Baca juga : Peran Guru Memajukan Indonesia
Migrasi penduduk antarprovinsi seharusnya bisa mendorong para penguasa dan pendidik di daerah untuk membuka wawasan dan mengubah pola pikir dan berinteraksi yang lebih berbudaya. Fanatisme berkedok menjaga kekhasan daerah menodai kode kebangsaan dan menghambat kemajuan di masa depan karena keberagaman dalam kehidupan sudah menjadi keniscayaan umat manusia dan alam semesta.
Guru juga punya modal intelektual untuk menjadi pembawa terang dalam kegelapan dan kesesatan berpikir yang disebarkan oleh pengusung narasi kebencian dan ekstremisme. Narasi-narasi ini sebenarnya sangat mudah dibongkar dan dipatahkan melalui penggunaan akal budi manusia. Keterampilan berpikir tingkat tinggi dan berpikir kritis perlu terus dikembangkan di kalangan guru dan peserta didik.
Jejaring pemegang kepentingan
Tentu saja upaya pencegahan ekstremisme dan radikalisme bukan hanya urusan para guru, melainkan multipihak. Untuk memelihara kehidupan masyarakat yang rukun, aman, tenteram, damai, dan sejahtera, Provinsi Jawa Timur telah menerbitkan Perda No 8/2018 tentang penyelenggaraan toleransi kehidupan bermasyarakat.

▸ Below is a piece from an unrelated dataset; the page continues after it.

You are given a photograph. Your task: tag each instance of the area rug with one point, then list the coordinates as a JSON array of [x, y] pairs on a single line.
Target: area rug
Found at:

Tentu saja upaya pencegahan ekstremisme dan radikalisme bukan hanya urusan para guru, melainkan multipihak.
Yang menggembirakan, terbentuknya Forum Guru mendapat respons dan dukungan dari multi-pemegang kepentingan. Guru menjadi aktor perekat berbagai pemangku kepentingan dan aktor perekat dengan masa depan bangsa lewat anak didik.
Forum Guru yang digagas di Jawa Timur sudah tiba pada titik kesadaran untuk terus membangun dan merawat kebangsaan melalui pendidikan dan kebudayaan yang berakar pada nilai-nilai luhur budaya sesuai konsepsi Ki Hajar Dewantara untuk mengantar anak-anak Indonesia menjadi pemimpin ”bangsa bahagia-mulia, yang merdeka, bersatu, berdaulat, adil, dan makmur”.
Tentu kita berharap gerakan ini bisa juga menyebar ke daerah lain di seluruh Indonesia. Guru yang memelopori gerakan kemerdekaan bangsa 100 tahun lalu. Guru pula yang melanjutkan gerakan merawat dan merekatkan persatuan Indonesia.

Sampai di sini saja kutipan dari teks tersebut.